20.12.06

a formação dos juizes


Num regime ditatorial, as leis são feitas pelo ditador ou por alguém do seu círculo de confiança. Comparadas com as leis de um regime democrático, as leis de um regime ditatorial são em pequeno número, são curtas, claras e precisas. Aquilo que os juizes, neste regime, são chamados a fazer é aplicar estritamente as leis.###

Por isso, a formação dos juizes em regime ditatorial é uma matéria razoavelmente simples. Tudo aquilo que se exige de um homem para que ele se torne juiz é uma excelente formação em Direito, mesmo que ele não tenha formação em mais nada, e um excelente estudante de Direito é um candidato potencial a juiz.

Pelo contrário, num regime democrático, a função do juiz é uma função muito mais complexa. Primeiro, porque a democracia, na sua ânsia igualizadora, tende a imiscuir-se em todos os aspectos da vida social - e até em aspectos da vida pessoal dos cidadãos - produzindo uma inflação legislativa que torna difícil, senão mesmo impossível, a qualquer homem dominar toda a legislação em vigor. Segundo, o legislador em regime democrático é um orgão colectivo - como o Parlamento ou o Governo - e não uma pessoa singular, como o ditador ou alguém às suas ordens. O resultado é que as leis democráticas, reflectindo as diferentes sensibilidades, interesses e ideologias que se fazem sentir sobre um legislador colectivo e plural, tendem a ser longas, frequentemente obscuras, ambíguas e, não raro, contraditórias.
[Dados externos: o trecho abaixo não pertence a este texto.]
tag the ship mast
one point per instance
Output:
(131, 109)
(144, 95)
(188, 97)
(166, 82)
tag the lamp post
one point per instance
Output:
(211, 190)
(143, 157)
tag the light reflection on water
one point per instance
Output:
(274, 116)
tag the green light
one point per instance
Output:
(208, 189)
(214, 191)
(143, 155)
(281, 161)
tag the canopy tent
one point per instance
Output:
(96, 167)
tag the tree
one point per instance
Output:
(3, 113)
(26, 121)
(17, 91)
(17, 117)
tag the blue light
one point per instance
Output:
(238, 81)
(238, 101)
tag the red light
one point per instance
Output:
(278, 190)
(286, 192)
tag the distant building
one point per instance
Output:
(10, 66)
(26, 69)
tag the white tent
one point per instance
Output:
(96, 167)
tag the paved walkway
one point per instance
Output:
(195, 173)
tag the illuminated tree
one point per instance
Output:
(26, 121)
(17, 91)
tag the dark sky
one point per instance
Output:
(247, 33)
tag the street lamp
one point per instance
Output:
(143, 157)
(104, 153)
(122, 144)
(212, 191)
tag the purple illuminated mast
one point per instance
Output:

Este facto seria já de si suficiente para exigir de um juiz, próprio de um regime democrático, importantes qualificações suplementares, para além de uma boa formação em Direito. Não fosse ainda a circunstância de os juizes, em regime democrático, serem os protectores por excelência dos cidadãos contra os abusos dos outros poderes do Estado, e especialmente do poder executivo.

Nesta função, o juiz de um Estado democrático não se limita a aplicar as leis como faz um juiz de um Estado ditatorial. Ele tem, como primeira função, julgar as leis e até recusar a sua aplicação num caso concreto, quando considere que uma certa lei viola direitos fundamentais dos cidadãos consagrados em leis de ordem superior - como a Constituição - e até que a lei seja apreciada por um tribunal de ordem superior.

Por isso, se a um juiz de um regime ditatorial se exige apenas capacidade para aplicar as leis, a um juiz de um regime democrático exige-se algo de muito diferente, e mais complexo. Exige-se capacidade para pronunciar julgamento. Ora, esta capacidade para julgar não se adquire numa Faculdade de Direito, e nem sequer numa escola que tenha sido estabelecida com o propósito explícito de formar juizes - a qual, normalmente representa uma mera extensão da Faculdade de Direito.

Pelo contrário, esta capacidade adquire-se, em primeiro lugar, pela vivência da cidadania e pela necessidade de ganhar a vida, exercendo uma profissão em condições idênticas às de qualquer outro cidadão. Ela também se adquire pelo estudo do Direito, mas não apenas dele - também da Economia, da Contabilidade, da Ciência Política, da Informática, da Sociologia e outras disciplinas e , sobretudo, pelo estudo da História e da Filosofia. Mas ela adquire-se sobretudo pela maturidade.